Here are the key elements of proper flossing technique in four simple steps:
- Wind: Wind 18 inches of floss around middle fingers of each hand. Pinch floss between thumbs and index fingers, leaving a one- to two-inch length in between. Use thumbs to direct floss between upper teeth.
- Guide: Keep a one- to two-inch length of floss taut between fingers. Use index fingers to guide floss between contacts of the lower teeth.
- Glide: Gently guide floss between the teeth by using a zig-zag motion. DO NOT SNAP FLOSS BETWEEN YOUR TEETH. Contour floss around the side of the tooth.
- Slide: Slide floss up and down against the tooth surface and under the gum line. Floss each tooth thoroughly with a clean section of floss.
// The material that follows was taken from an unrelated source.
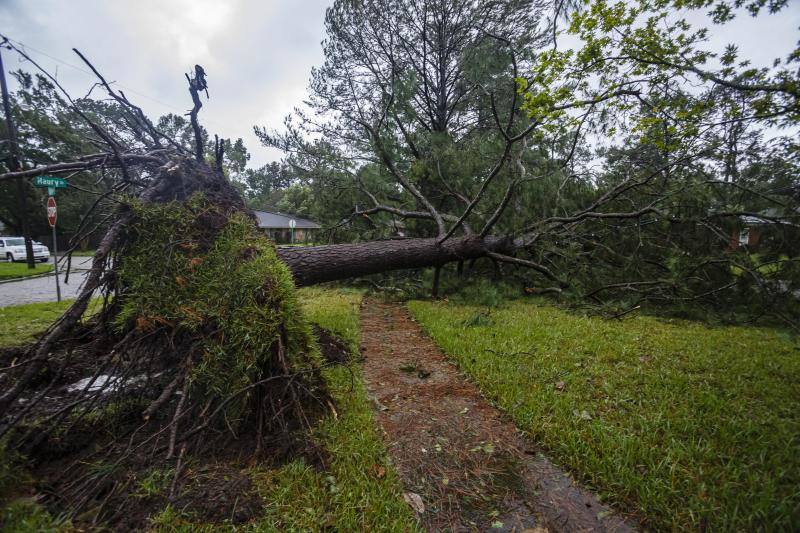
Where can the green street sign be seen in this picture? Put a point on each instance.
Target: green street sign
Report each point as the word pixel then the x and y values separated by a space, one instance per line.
pixel 50 181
This technique applies to any type of floss: waxed, unwaxed, spongy floss or dental tape. It doesn’t matter whether you start with your upper or lower teeth, or whether you start in the front or the back. Just make sure that you floss all your teeth, including the back side of the very last tooth on the left, right, top and bottom of your mouth. And don’t forget to floss under the gum line and along the sides of teeth that border any spaces where teeth are missing -- food particles can become trapped in these spaces, too.
Poor flossing technique can result in complications, and it's important to be thorough yet gentle, especially when flossing with an electric flosser. Be sure you understand how to use it. You can always ask your dentist or dental hygienist to show you if you are uncertain.